The treasurers' group was scheduled to vote on the proposal late yesterday at its annual conference in Coeur d'Alene, Idaho. The proposal would set up a national clearinghouse that would not only provide information on actions against bond dealers, but for the first time would also include information on bond lawyers, financial advisers, and other nonbroker-dealers.
The National Association of Securities Dealers currently supplies investors with data on past and pending disciplinary actions against most broker-dealers operating in the United States. But the system does not provide information on other major participants.

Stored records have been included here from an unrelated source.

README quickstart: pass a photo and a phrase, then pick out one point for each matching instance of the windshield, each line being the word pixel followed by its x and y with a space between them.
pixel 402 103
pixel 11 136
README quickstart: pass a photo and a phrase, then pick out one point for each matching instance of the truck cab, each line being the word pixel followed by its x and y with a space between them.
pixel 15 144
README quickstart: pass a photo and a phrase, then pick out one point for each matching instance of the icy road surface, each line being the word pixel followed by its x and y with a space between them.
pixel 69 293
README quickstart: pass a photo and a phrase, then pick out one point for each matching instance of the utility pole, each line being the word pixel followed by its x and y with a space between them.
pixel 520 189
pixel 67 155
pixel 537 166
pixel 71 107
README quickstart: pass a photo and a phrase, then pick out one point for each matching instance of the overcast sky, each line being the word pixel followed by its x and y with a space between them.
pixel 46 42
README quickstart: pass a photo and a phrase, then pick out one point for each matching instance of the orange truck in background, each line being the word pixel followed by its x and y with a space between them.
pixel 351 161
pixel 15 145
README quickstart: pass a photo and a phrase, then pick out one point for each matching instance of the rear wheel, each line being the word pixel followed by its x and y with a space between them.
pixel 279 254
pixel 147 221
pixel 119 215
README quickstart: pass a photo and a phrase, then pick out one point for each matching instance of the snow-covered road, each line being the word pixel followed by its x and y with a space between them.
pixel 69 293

The NASD system also does not provide clips from newspapers around the country about possible bond market abuses and pending investigations, which the NAST's staff members contend their system would supply if approved.
Action by the treasurers on the plan was due yesterday, one day before the Municipal Securities Rulemaking Board was scheduled to unveil a proposed new rule it is believed to have adopted last week that is designed to curb abuses in connection with political contributions.

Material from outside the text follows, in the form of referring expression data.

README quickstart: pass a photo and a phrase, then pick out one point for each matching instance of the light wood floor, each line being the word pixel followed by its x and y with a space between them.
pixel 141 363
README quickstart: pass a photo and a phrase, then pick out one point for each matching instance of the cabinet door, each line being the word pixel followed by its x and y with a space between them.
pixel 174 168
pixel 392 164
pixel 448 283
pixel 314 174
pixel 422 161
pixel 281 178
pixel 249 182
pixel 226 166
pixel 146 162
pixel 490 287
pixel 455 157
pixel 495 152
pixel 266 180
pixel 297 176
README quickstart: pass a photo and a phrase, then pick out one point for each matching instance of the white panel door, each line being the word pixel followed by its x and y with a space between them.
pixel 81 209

The treasurers sent the MSRB a letter last week urging it to delay adopting any new rules on political contributions until the board has fully analyzed the complex issues involved.
"NAST believes in self-policing to protect the integrity of the public capital marketplace," the ad hoc panel's proposed resolution says.
"NAST will establish a clearinghouse for the exchange and dissemination of information regarding abuses of the trust placed in both public and private participants in the municipal marketplace."
Treasurers also were expected to vote on a task force proposal to develop a "strong code of ethics for treasurers, both elected and appointed," who have any role in the issuance of public debt.
The panel noted that "the political process is only one factor in maintaining integrity of the markets. The private sector must take responsibility for its possible conflicts of interest among financial advisers and underwriters, the selection process of underwriting teams, and the way fees are allocated in underwriting teams."
Said Claudette Henry, treasurer of Oklahoma, one of the authors of the proposal, "We all need to be made aware when there are activities going on in one state that may hurt a treasurer in another state. This clearinghouse would improve all of our access to information."
Henry said recent stories circulating about financial practices in New Jersey, Massachusetts, and Louisiana have caused the treasurers to seek better information and demand better disclosure from their financial services firms.
"This clearinghouse would serve as a data base for us, " she said. "We want, as an organization, to do the best we can to uphold the public confidence in the job we were elected to do. "
Another of the members of the ad hoc committee responsible for writing the proposal was Mary Landrieu, treasurer of Louisiana and another task force member.
"Political contributions are just one part of the goal of the treasurers," Landrieu said. "We really want to be leading the way in improving all forms of disclosure and remove the loopholes that are presently part of the campaign contribution game."
Landrieu said questions about limits of personal and political party donations, spouses' donations, and even children's donations all need to be addressed.
As part of the treasurers' proposal, Landrieu said a task force should be established that will allow all elected officials to work together.
She did not say, though, that banning all political contributions is the answer. "Those that propose that we completely remove campaign contributions are missing the point," Landrieu said. "Why should this industry be singled out? The feeling here is that for the most part, treasurers'offices have done a pretty reputable job. "
Landrieu added that campaign and ethical reforms can only be effective if they spread to all levels of government.
Henry said, "We all need to be protected from the unsavory acts of a few bad apples. Better access and improved disclosure is the best way."